Door middel van onze Fragile Contexts Programming Approach (FCPA) brengen we humanitaire, ontwikkelings- en vredesopbouwactoren samen om flexibel samen te werken aan collectieve resultaten voor kinderen. In de programma’s wordt door middel van gedetailleerde scenarioplanning de context waarin gewerkt wordt grondig geanalyseerd. Oorzaken van fragiliteit worden geïdentificeerd. Deze gedetailleerde informatie wordt gebruikt om menu’s met programmeeropties (survive, adapt, thrive) te ontwerpen die field staff in verschillende combinaties kunnen gebruiken als de situatie ‘on the ground’ verandert. Zo kunnen zij snel schakelen om de uitvoer van het programma steeds goed aan te passen aan de noden die er op dat moment zijn. Noodhulp als het nodig is, bouwen aan de toekomst als het kan! Hiervoor is flexibel budget nodig.
 

Oproep

We hopen dat onze input in het notaoverleg van 4 juli wordt meegenomen, zodat de stem van kwetsbare kinderen gehoord wordt en hun belangen worden meegenomen in het beleid van Nederland. We hopen dat hun belangen ook vertegenwoordigd zullen zijn in de nota’s die volgen (waaronder de internationale klimaatstrategie en de Afrikastrategie).
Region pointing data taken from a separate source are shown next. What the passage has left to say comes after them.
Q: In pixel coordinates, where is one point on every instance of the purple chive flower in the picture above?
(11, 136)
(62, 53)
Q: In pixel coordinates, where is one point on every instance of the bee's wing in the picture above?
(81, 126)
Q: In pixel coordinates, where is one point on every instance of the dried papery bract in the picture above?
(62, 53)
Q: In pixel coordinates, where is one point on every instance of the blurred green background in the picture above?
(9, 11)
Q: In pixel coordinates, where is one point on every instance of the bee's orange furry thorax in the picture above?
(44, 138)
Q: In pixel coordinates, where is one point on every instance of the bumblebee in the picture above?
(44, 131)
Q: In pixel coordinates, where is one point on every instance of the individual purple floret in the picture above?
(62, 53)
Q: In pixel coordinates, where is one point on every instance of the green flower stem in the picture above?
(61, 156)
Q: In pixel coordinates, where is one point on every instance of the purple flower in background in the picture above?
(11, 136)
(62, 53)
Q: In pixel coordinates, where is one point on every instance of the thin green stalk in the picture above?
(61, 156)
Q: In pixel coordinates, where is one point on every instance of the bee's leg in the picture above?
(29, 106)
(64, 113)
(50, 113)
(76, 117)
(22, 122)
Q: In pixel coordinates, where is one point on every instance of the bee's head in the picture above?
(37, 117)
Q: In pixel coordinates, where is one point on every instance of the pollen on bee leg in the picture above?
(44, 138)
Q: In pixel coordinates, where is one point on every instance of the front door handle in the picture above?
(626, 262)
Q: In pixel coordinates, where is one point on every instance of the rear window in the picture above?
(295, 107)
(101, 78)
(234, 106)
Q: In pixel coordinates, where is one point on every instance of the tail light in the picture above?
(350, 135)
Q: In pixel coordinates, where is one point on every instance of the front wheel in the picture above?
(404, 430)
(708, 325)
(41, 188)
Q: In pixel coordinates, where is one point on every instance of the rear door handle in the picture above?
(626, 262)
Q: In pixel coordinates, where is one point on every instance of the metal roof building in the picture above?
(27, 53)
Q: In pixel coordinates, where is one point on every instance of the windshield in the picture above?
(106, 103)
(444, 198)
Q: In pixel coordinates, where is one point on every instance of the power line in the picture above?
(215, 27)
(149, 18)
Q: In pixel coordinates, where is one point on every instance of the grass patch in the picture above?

Kinderen zijn tenslotte de toekomst.
 

* Right2Grow is een strategisch partnerschap samen met 5 partners: Action Against Hunger, Hunger Project Save the Children, de Max foundation en Centre for Economic Governance and Accountability in Africa (CEGAA) uit Zuid-Afrika.
We werken in 6 landen: Mali, Zuid-Soedan, Bangladesh, Burkina Faso, Ethiopië en Oeganda. En zoals altijd doen we dat met een community-led aanpak: door dorpen in staat te stellen om het zélf te doen, samen met hun lokale overheid.